Science Speaks covered AIDS 2014 with live coverage and guest posts and is continuing this week with insights on issues raised during the week. The following post is by Helen Cornman, Deputy Director, AIDSFree, JSI
When I first started working in HIV in 1988, I was a young social work student who believed the counseling and HIV prevention education programs that I was involved with actually worked. I was surrounded by other social workers who were the backbone of those early prevention and care programs in the U.S. Those programs offered services to those who often needed the most basic services: assistance navigating the health care system, a hot meal delivered, funeral arrangements, a compassionate bedside counsel, or just a caring hand. I was mentored and surrounded by many powerful social workers who were revered within the HIV world and honored at the conferences alongside the medical researchers and policy advocates.
When I began working in the international HIV arena in the early 90’s, I immediately noticed a difference. The first few years were spent in the field where social workers have unfortunately always experienced a lower status. However, once I returned, I was dismayed and sincerely disappointed to realize that in the international HIV arena in the U.S., our status was not much better. The MD, epidemiologist, and masters in public health reigned supreme in this world and we were relegated to hiding our status. I no longer proudly acknowledged I was a social worker, but rather let most folks believe I was an MPH for years.Then, early in the 2000’s, voluntary counseling and testing surged as a possible link to prevention of mother-to-child transmission and anti-retroviral treatment programs . Suddenly there was an interest in counseling again, and social work emerged as a viable means to an end, although, it was short-lived as other biomedical combination prevention options cropped up and the field moved on. Once again counseling was seen as an afterthought.
Yet, at the 20th International AIDS Conference in Melbourne, there is hope that more than 20 years after the first social workers were caring for the first people living with HIV, the world is now realizing the importance of social services and how it will affect the epidemic going forward.

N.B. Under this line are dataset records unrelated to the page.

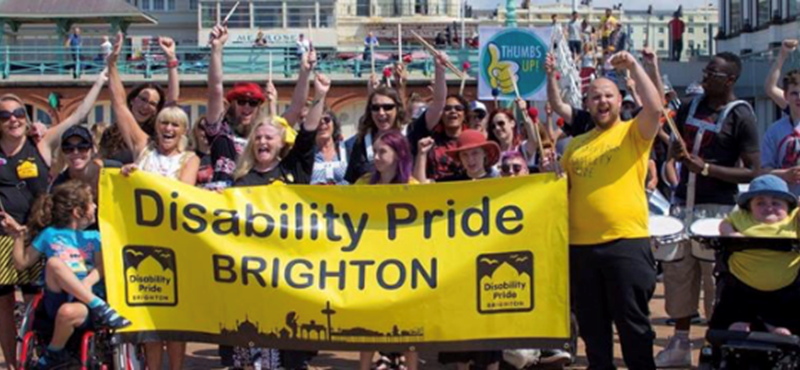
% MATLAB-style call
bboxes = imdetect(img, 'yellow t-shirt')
[727,208,800,291]
[560,118,653,245]
[601,16,618,37]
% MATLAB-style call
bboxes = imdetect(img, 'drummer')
[714,174,800,336]
[657,53,761,368]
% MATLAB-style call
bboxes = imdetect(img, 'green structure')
[505,0,518,28]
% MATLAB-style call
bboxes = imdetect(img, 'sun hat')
[445,129,501,167]
[225,82,266,103]
[737,174,798,211]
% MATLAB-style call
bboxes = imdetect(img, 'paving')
[0,282,708,369]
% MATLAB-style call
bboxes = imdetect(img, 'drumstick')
[663,108,687,152]
[207,1,240,46]
[370,41,376,76]
[268,50,273,83]
[222,1,241,25]
[511,74,522,100]
[409,30,465,79]
[459,62,470,96]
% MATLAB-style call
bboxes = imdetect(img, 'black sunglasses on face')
[444,105,465,112]
[370,104,396,112]
[236,99,261,108]
[501,163,524,174]
[0,108,26,121]
[472,111,487,120]
[62,143,92,154]
[321,116,333,124]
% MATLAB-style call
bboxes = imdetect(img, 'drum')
[649,216,686,262]
[689,218,723,262]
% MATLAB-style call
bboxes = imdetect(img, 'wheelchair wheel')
[19,331,43,370]
[81,331,111,370]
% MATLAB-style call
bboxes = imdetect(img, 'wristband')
[167,59,179,69]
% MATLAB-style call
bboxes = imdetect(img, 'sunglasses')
[62,143,92,154]
[0,108,26,121]
[501,163,524,174]
[370,104,396,112]
[136,95,159,109]
[444,105,465,112]
[702,68,728,79]
[236,99,261,108]
[321,116,333,124]
[493,120,512,128]
[472,111,487,120]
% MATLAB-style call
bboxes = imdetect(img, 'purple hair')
[370,130,412,184]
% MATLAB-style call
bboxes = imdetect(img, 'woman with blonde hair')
[0,70,106,369]
[234,74,329,187]
[109,36,198,370]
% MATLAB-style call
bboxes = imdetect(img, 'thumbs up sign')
[487,43,520,94]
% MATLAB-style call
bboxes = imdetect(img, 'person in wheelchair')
[716,174,800,336]
[2,180,131,369]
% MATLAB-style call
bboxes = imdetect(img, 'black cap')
[61,125,93,146]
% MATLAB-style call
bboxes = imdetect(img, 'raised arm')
[265,81,278,117]
[610,51,661,140]
[303,73,331,132]
[424,51,449,131]
[515,99,538,158]
[414,137,434,183]
[160,37,180,104]
[765,39,797,110]
[283,49,315,126]
[108,33,149,155]
[641,47,665,105]
[38,69,107,166]
[545,53,573,122]
[394,62,409,110]
[206,25,228,125]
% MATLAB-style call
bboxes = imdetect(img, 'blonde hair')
[154,106,190,152]
[0,94,31,136]
[233,113,288,181]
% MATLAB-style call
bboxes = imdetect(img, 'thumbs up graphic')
[487,43,520,95]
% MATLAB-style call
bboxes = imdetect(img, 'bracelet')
[167,59,179,69]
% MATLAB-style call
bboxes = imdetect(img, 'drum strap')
[683,96,754,225]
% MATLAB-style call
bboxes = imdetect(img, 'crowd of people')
[0,19,799,370]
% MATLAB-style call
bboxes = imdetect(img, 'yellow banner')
[99,170,570,351]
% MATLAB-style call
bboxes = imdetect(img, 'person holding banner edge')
[109,32,199,369]
[543,50,662,370]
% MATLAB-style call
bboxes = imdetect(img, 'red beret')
[226,82,265,103]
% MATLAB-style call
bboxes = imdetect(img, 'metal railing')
[0,44,480,80]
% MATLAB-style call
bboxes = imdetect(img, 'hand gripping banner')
[99,170,570,351]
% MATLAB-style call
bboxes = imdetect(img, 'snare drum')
[689,218,723,262]
[649,216,686,262]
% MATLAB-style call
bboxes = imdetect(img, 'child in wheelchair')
[715,174,800,336]
[2,180,131,369]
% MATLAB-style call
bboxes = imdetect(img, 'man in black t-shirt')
[655,52,761,368]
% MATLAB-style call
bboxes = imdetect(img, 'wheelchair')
[692,235,800,370]
[17,293,141,370]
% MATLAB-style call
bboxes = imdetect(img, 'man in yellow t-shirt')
[556,51,661,370]
[600,8,618,51]
[715,174,800,335]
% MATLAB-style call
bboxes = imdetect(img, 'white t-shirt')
[568,20,582,42]
[296,39,311,55]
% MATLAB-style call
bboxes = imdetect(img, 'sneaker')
[90,303,132,329]
[33,349,73,370]
[655,336,692,368]
[539,349,572,366]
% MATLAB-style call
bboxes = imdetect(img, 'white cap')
[470,101,488,113]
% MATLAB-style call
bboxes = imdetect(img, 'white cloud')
[468,0,715,11]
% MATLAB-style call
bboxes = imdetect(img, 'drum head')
[690,218,723,237]
[649,216,684,237]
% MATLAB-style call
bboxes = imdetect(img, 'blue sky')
[468,0,714,11]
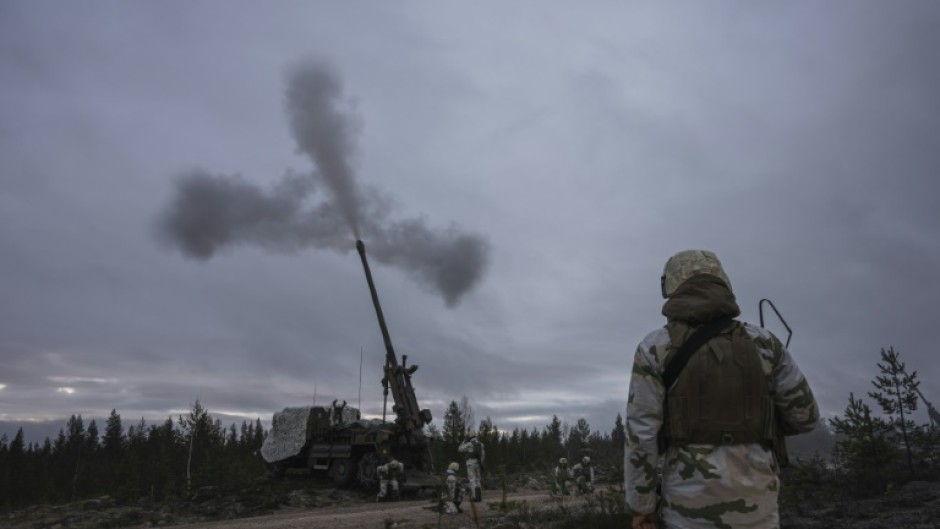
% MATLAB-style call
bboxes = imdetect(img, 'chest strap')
[662,316,734,391]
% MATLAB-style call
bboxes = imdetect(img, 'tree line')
[1,346,937,512]
[0,397,630,512]
[0,401,266,512]
[426,397,627,476]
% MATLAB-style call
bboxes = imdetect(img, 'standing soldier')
[553,457,571,497]
[571,456,594,494]
[625,249,819,529]
[458,432,485,502]
[375,458,405,502]
[442,462,464,514]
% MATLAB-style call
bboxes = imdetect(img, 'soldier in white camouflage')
[442,461,464,514]
[552,457,572,497]
[458,433,485,502]
[572,456,594,494]
[625,250,819,529]
[375,458,404,502]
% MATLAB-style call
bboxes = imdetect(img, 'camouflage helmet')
[661,249,732,299]
[559,457,567,465]
[582,456,590,465]
[448,461,460,473]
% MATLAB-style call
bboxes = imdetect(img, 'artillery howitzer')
[260,240,433,487]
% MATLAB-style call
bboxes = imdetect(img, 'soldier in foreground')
[442,462,465,514]
[375,458,405,502]
[625,250,819,529]
[571,456,594,494]
[458,432,485,502]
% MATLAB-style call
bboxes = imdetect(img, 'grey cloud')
[5,1,940,443]
[156,61,490,307]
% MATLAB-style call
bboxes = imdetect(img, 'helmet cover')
[661,249,732,298]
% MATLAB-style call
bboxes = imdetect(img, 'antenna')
[759,298,793,347]
[358,346,363,412]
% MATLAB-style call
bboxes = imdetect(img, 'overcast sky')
[2,1,939,444]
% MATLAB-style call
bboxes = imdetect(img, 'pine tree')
[84,420,101,495]
[64,415,86,500]
[6,429,25,506]
[567,418,591,460]
[868,347,919,476]
[178,400,211,495]
[478,417,500,468]
[252,418,265,452]
[830,392,898,493]
[543,415,563,463]
[612,413,626,478]
[441,401,465,462]
[103,409,125,456]
[458,396,474,437]
[240,421,250,451]
[101,409,125,496]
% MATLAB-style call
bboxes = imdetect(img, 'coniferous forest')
[0,402,267,512]
[1,347,938,525]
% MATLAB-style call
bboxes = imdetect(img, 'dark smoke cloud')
[285,62,364,238]
[156,60,489,306]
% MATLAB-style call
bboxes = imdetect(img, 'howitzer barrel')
[354,240,432,444]
[356,240,398,368]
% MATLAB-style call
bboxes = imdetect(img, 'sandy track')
[179,490,560,529]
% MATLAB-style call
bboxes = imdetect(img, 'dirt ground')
[179,489,563,529]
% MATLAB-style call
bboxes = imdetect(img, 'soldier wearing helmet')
[625,250,819,529]
[375,458,405,502]
[458,432,485,502]
[571,456,594,494]
[552,457,571,497]
[442,461,464,514]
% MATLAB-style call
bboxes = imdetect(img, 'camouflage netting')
[260,405,361,463]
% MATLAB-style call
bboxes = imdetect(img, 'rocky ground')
[3,476,940,529]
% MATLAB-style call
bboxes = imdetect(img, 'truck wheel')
[358,452,380,488]
[330,458,358,487]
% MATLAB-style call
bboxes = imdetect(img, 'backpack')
[658,318,783,461]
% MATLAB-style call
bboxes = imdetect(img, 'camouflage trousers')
[466,459,482,494]
[376,479,399,501]
[552,477,571,496]
[576,476,594,494]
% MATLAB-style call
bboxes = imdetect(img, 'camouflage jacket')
[458,438,485,462]
[572,463,593,482]
[377,461,404,481]
[445,472,463,502]
[625,275,818,529]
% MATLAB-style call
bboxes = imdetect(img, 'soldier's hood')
[661,274,740,324]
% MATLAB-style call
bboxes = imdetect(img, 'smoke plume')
[156,60,489,306]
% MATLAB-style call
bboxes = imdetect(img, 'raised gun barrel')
[355,240,432,443]
[356,239,398,368]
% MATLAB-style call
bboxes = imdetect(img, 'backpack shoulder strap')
[662,316,735,391]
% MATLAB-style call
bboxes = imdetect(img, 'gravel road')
[179,490,559,529]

We have heard at this conference that a study from Zambia has found that a program of couples voluntary counseling and testing is more effective in itself in reducing transmission within couples than the partner living with HIV starting antiretroviral therapy without any element of couples work and greatly enhanced the preventive effect of antiretroviral treatment. The emphasis on pre-exposure prophylaxis, with the release of the iPrEx study of pre-exposure prophylaxis (iPrEx OLE), made it clear that sexual health and adherence counseling will need to accompany effective pre-exposure prophylaxis programming. Lucie Cluver of the University of Oxford stressed that ‘cash plus care’ programs aimed towards adolescents in sub-Saharan Africa may be a very effective intervention, one that will need to be implemented and supported by social workers.
We cannot move forward in this moment of the epidemic without realizing the power of providing social support alongside medical provisions. For human beings are also social beings, ones who have needs of a caring hand to guide them through the paperwork, the maze of health care services and the basic need for human touch. Social workers will bring this caring hand and much more. They will bring the power of relationships and an interdisciplinary approach to create sustainable solutions for an AIDS-free generation.